‘A powerful portrait of the fighting in the Streets, houses, gardens and woods’

Jan Loos was a 14-year-old schoolboy in Oosterbeek, the village on the outskirts of Arnhem town that saw much combat between British Airborne soldiers and their German foes in September 1944.

Like thousands of other civilians, Jan took refuge with his family, friends and neighbours in the cellar of a house that became the focus of a bitter struggle.
Shot at during forays from the cellar to get water, he was wounded in the leg.

In the immediate aftermath of the battle Jan and his family were forced to flee their ruined neighbourhood. At one point they came under attack from Allied aircraft that mistook a column of refugees for retreating enemy troops.

A soldier of the 1st Airborne Division takes aim at the enemy from the ruins of a house in Oosterbeek. (Photo: AWM)

After the war Jan became an aviator in the Royal Netherlands Navy and today furthers the cause of commemorating the Battle of Arnhem by giving tours of the streets in Oosterbeek where some of it took place. He explains what happened there during the battle, including recalling his own experiences.

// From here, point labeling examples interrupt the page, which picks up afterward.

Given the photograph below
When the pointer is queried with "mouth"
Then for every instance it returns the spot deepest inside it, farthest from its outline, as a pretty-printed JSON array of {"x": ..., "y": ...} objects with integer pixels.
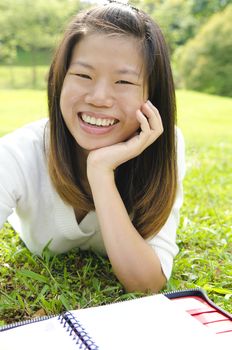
[{"x": 97, "y": 121}]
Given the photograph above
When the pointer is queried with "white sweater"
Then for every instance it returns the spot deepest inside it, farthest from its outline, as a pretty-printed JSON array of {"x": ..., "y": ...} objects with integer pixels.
[{"x": 35, "y": 210}]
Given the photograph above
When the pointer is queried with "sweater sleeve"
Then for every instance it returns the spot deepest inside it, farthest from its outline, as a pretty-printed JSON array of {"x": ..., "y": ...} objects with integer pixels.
[
  {"x": 164, "y": 243},
  {"x": 12, "y": 179}
]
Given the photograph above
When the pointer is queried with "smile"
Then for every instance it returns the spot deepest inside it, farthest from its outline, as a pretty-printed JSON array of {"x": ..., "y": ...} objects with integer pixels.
[{"x": 101, "y": 122}]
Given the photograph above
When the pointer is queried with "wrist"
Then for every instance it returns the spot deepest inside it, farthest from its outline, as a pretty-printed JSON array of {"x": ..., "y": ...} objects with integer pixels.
[{"x": 97, "y": 174}]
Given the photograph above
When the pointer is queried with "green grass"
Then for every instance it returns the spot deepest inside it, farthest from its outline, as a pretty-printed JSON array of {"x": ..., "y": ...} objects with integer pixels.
[
  {"x": 31, "y": 286},
  {"x": 19, "y": 107}
]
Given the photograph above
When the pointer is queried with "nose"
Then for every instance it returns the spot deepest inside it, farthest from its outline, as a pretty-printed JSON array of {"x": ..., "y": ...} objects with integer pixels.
[{"x": 100, "y": 94}]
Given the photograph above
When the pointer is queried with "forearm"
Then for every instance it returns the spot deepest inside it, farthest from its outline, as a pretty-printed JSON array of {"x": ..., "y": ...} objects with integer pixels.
[{"x": 134, "y": 262}]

Jan’s incredible story features in ‘Arnhem: Ten Days in The Cauldron’ which uses his own day-by-day recollections of the fighting as part of the narrative. Naturally, Jan was one of the first to receive a copy of the new book, by way of thanks for his help to ensure it offers a compelling read. This is his reaction to it.

“This weekend I finished reading Iain Ballantyne’s book ‘Arnhem: Ten Days in The Cauldron’ and felt as if I had relived the entire battle again,” said Jan.

“The way in which it so vividly and exactly describes how those of us caught up in the battle experienced the horrors and suffering of war reflected so well what it was really like.

“I was impressed by the way Iain managed to insert all the different stories from soldiers and civilians in an authentic setting and was pleased by how my own story intermingled with the stories of others who were there, to make a powerful portrait of the fighting in the streets, houses, gardens and woods. I congratulate the author on a job well done.”